Anyone celebrating Black History Month in Dallas has to make a stop at the Martin Luther King Community Center. This is located in Dallas and is part of the historic Fair Park district in South Dallas. There are five buildings on the campus, which include the Martin Luther King Branch Library, a ChildCareGroup, the Foremost Family Health Center and a Recreation Center that doubles as a Senior Citizen Center. The center opened in 1969 to be an all-encompassing community center providing assistance and help to everyone in need. The center was named after Dr. King in 1975.

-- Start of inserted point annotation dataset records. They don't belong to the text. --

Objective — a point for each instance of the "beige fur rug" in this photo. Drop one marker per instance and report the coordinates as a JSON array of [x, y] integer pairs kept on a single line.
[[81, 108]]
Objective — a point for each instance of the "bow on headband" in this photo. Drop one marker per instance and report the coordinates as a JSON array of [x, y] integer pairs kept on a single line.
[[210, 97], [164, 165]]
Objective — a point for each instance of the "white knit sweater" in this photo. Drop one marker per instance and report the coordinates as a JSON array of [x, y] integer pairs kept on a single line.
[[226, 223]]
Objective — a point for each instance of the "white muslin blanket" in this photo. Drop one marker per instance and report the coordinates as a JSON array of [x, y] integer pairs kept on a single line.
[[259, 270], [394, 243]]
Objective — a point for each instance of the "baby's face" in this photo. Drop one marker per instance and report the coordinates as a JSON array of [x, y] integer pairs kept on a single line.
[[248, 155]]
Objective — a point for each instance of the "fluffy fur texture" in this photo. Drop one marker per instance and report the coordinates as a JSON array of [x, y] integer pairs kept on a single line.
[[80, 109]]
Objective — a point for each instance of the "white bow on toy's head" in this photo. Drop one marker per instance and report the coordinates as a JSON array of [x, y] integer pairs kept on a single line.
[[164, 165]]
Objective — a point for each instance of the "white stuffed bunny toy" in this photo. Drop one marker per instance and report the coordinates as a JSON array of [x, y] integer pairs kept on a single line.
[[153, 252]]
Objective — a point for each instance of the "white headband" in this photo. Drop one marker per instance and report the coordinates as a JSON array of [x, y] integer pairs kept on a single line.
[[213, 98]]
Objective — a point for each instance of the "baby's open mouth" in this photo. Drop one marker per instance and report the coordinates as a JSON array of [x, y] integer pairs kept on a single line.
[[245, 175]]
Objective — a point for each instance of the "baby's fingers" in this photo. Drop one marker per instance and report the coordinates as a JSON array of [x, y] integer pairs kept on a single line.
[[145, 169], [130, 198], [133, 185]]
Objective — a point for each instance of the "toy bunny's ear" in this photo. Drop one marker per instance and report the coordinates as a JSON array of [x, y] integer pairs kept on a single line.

Juanita Craft Civil Rights House
2618 Warren Ave.
Dallas, TX 75215
(214) 670-8637
www.nps.gov

There is a huge piece of African American history in the Dallas area. One great way to celebrate Black History Month is by visiting the Juanita Craft House. Craft was a civil rights organizer and public servant that helped integrate two different Dallas universities (University of Texas Law School and North Texas State University), the Texas State Fair in 1954, several theaters in Dallas, and a number of restaurants and lunch counters. Craft was elected to the Dallas City Council at the age of 73 and ultimately had a park named after her. Lyndon Johnson and Martin Luther King Jr. are among those who visited the house in the Wheatley Place Historic District.  The Juanita Craft House is open to tours by appointment.